The discussion of supplements often is intertwined with patient inquiries about cannabidiol (CBD) oil. Dr Collier emphasized that CBD oil is approved for only two conditions at this time—Lennox-Gastaut syndrome and Dravet syndrome—and has not been proven effective for other epilepsy types.
The bottom line
Patients who have epilepsy often seek CAM therapies, with or without the recommendations or explicit approval of their neurologists. Some lifestyle strategies can have a positive impact on seizure control for patients with epilepsy.

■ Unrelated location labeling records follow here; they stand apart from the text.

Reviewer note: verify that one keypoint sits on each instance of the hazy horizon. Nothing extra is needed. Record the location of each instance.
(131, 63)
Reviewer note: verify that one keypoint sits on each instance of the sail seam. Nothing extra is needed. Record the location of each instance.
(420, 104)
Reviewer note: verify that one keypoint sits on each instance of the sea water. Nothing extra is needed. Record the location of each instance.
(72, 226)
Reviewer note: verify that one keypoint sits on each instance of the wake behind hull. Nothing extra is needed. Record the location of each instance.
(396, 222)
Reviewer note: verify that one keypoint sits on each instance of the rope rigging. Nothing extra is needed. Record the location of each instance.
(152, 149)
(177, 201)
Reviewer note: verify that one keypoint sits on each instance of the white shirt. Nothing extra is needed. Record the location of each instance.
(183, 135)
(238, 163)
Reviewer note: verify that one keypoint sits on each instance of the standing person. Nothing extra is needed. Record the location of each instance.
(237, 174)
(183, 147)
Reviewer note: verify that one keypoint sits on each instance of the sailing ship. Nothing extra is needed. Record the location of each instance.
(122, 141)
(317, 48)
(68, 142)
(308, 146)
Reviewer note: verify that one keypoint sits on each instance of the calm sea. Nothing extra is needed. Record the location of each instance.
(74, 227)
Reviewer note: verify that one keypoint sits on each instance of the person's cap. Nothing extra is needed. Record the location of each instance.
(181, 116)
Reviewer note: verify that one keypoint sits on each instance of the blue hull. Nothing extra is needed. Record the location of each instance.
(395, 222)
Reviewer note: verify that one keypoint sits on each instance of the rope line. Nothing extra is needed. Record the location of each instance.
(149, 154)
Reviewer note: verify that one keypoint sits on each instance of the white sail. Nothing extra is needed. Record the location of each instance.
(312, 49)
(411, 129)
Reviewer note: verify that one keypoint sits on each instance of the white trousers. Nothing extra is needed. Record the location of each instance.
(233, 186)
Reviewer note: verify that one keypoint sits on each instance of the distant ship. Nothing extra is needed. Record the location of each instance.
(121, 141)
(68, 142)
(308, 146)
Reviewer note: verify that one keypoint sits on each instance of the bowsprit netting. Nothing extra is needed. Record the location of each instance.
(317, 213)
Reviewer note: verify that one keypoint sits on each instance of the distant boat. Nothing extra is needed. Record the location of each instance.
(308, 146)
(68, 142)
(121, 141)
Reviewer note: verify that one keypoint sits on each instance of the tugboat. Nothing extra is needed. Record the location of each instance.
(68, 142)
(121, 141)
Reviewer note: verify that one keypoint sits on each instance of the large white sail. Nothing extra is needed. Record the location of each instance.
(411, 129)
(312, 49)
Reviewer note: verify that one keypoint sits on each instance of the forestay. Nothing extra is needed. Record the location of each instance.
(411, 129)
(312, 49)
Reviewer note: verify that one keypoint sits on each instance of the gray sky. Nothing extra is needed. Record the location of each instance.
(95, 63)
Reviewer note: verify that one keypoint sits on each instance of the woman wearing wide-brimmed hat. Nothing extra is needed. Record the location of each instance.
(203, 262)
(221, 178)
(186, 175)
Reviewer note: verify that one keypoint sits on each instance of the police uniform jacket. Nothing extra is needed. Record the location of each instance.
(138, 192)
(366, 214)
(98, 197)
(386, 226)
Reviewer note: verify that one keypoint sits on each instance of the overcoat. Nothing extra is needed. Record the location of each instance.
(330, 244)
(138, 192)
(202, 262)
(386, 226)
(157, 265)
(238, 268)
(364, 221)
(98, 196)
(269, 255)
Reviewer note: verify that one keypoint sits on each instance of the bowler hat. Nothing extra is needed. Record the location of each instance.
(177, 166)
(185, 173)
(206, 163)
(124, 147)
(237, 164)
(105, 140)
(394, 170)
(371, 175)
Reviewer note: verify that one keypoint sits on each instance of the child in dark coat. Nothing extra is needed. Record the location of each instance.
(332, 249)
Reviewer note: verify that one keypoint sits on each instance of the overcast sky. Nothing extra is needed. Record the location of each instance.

Other CAM approaches may have no effect—or may even produce harmful effects. It is important for neurologists who treat patients with epilepsy to be aware of the non-pharmacological tools that can help achieve optimal seizure control and to become ready to discuss positive and negative aspects of CAM approaches.
Dr Collier has received personal compensation for consulting, serving on a scientific advisory board, speaking, or other activities with GW Pharmaceuticals, UCB Pharmaceuticals, LivaNova.